Rich Salz <[EMAIL PROTECTED]> writes:

> > SSLv3 is a defacto, industry standard, devised by the best cryptanalyst
> > we have.  It is represented only by an expired Internet Draft. TLS is a
> > committee effort.  You be the judge.
> 
> That is unfair, misleading, and wrong.
> 
> All IETF standards are committee efforts.  And with all due respect to
> the SSL designers, "best cryptanalyst" seems an honor that (at least)
> Rubin, Bellovin, Blaze, Kelsey, Shamir, and their colleagues could all
> reasonably lay claim to.  Some of them were involved in TLS.
Hmm... I was there and I don't recall any of the above being substantially
involved in TLS. [0]

That said, TLS and SSLv3 are nearly identical. The differences 
essentially come down to:

(1) A tightening up of the Key Derivation Function (tying it more
closely to HMAC)
(2) A replacement of the ad hoc (and somewhat broken) MAC used in
SSLv3 with HMAC.
(3) A truncated MAC for the handshake verify function.
(4) Some additional alerts.
(5) Some clarifications.
(6) A requirement to implement DH/DSS. This is going to be changed
in the next draft however.

I've certainly heard plenty of arguments that the changes made to TLS
were unnecessary (in fact I've made such arguments myself) but I've
never heard any even remotely convincing arguments that they render
the protocol less secure.
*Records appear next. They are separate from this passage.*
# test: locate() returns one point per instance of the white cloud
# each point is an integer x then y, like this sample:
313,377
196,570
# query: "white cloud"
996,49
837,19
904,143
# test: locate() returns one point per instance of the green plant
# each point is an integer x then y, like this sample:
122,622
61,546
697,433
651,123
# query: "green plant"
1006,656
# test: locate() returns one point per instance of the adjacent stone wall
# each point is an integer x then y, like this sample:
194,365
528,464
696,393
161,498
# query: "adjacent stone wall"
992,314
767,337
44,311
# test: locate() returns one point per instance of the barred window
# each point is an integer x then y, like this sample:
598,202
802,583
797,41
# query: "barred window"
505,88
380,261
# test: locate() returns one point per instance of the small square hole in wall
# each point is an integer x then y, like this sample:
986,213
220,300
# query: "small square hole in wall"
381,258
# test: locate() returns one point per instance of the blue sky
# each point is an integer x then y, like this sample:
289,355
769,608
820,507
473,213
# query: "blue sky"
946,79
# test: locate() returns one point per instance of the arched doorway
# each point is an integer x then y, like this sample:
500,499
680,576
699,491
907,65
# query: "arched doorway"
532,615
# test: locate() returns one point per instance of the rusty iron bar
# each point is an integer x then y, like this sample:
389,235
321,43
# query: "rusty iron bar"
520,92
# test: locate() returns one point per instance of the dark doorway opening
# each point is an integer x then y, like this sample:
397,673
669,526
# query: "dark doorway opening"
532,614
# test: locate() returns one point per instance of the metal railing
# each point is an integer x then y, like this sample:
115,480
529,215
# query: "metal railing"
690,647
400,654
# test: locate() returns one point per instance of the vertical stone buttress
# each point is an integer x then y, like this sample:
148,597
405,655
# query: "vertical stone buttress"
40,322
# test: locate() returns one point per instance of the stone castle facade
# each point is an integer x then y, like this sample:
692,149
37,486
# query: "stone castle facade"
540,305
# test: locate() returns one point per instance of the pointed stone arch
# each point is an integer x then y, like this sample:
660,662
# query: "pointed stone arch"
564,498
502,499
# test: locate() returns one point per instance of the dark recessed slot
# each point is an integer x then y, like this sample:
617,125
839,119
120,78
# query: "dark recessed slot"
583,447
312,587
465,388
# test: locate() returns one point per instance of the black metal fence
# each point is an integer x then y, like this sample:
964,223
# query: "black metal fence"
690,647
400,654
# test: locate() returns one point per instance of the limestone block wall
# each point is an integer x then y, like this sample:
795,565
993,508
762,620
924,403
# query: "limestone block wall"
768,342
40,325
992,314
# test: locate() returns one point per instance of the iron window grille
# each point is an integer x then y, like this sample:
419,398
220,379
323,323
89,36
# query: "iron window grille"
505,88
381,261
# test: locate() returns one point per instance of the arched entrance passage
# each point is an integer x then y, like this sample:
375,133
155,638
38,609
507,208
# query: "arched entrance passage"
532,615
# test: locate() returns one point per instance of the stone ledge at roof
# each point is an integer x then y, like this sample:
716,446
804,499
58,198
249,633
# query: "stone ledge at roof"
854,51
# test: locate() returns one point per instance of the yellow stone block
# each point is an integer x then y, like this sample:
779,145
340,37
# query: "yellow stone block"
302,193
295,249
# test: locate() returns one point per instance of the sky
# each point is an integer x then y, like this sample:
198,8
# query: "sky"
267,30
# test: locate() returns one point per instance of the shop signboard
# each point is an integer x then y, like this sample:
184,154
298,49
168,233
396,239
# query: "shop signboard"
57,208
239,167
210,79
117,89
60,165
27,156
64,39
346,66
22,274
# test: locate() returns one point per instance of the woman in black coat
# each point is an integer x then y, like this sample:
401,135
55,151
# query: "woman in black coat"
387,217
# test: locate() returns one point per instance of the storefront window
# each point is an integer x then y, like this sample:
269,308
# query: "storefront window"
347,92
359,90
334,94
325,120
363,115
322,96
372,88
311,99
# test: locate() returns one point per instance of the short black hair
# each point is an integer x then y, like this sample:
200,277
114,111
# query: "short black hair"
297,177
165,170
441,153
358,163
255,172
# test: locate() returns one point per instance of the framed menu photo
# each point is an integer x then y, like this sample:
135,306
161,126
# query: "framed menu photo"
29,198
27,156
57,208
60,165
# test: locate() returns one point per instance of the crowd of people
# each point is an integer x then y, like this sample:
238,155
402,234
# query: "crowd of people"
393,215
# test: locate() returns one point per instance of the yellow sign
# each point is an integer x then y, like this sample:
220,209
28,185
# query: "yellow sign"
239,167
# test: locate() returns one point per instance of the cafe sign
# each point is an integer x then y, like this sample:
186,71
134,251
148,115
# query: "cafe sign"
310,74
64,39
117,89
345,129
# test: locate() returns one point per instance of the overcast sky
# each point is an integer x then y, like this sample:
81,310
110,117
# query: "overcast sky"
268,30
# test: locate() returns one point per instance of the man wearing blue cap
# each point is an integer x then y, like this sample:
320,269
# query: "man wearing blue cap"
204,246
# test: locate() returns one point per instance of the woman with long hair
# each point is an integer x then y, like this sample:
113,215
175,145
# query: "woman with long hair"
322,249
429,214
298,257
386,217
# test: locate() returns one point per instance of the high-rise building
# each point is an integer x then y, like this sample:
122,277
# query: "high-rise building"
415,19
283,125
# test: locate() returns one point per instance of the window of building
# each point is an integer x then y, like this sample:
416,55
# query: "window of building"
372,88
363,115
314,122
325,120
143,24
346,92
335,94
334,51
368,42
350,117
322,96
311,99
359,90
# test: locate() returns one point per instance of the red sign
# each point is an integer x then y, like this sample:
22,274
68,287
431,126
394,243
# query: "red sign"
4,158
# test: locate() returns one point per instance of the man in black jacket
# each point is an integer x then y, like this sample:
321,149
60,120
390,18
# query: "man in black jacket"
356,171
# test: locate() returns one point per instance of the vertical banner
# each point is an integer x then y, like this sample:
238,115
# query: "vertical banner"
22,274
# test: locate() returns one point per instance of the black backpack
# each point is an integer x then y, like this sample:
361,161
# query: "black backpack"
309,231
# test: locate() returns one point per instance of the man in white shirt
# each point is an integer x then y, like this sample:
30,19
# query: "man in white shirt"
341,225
In fact, there are some plausible arguments
that they render the protocol more secure. The only real debate
was whether the rather modest improvements in security were worth
the price of incompatibility.

Michael, do you have some argument to make the TLS is inferior
to SSL?

-Ekr

[0] There were, however, some relatively well known names there: Hugo
Krawczyk, Ran Canetti and Dan Simon come to mind. Schneier even
chaired an early rump group meeting.